Keywords: PCIS, Post-pericardiotomy syndrome, Post-traumatic pericarditis, Coronary artery disease
1. Introduction
Inflammation of the pericardium (pericarditis), in addition to pericardial effusion resulting from injury to the pericardium in termed post-cardiac injury syndrome (PCIS). It constitutes post-myocardial infarction (MI) related to pericarditis (Dressler syndrome), post-pericardiotomy syndrome, and post-traumatic pericarditis [1]. The term post-cardiotomy syndrome has been replaced with post-pericardiotomy syndrome as more evidence has demonstrated that the syndrome can occur after a minor injury to the pericardium, even when no other cardiac structures are manipulated.
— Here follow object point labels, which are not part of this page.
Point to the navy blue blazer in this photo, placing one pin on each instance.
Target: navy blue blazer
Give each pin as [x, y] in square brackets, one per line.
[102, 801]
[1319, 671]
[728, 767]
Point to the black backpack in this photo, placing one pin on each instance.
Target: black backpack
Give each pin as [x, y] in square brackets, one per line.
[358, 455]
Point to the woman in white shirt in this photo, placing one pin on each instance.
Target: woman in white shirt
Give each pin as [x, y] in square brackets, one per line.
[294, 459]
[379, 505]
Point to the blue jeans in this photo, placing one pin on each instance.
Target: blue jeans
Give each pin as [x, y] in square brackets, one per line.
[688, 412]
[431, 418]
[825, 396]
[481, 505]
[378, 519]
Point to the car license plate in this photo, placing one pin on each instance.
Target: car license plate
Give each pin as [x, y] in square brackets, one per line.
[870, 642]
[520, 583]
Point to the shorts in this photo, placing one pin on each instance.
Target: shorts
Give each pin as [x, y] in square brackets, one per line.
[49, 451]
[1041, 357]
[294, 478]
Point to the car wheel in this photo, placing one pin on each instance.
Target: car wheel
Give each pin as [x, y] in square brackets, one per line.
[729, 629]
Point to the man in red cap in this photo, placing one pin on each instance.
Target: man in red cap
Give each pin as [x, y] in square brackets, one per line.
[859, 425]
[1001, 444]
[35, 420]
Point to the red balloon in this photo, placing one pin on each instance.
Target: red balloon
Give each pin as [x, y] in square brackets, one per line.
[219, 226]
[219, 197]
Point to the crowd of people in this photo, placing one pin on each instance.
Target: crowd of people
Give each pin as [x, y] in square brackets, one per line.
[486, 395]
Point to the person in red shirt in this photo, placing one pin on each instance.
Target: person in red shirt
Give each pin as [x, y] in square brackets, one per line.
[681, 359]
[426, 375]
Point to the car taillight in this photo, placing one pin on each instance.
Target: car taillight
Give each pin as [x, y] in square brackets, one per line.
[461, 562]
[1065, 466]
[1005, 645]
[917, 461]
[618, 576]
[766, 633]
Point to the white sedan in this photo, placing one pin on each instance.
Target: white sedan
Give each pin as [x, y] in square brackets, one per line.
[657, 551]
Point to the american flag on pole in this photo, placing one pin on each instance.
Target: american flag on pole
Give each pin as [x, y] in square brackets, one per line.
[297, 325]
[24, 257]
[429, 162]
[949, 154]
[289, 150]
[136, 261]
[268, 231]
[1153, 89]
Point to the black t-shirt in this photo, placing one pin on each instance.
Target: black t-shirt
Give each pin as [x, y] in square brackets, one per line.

In addition, there is reason to believe that even a minor injury can provoke cardiac injury like percutaneous coronary interventions (PCI), cardiac implantable electronic device (CIED) placement, or radiofrequency ablation [2]. All these scenarios have a common inciting event of pericardial and/or pleural insult with subsequent pleuro-pericardial syndrome including pericarditis and pleural effusion [3].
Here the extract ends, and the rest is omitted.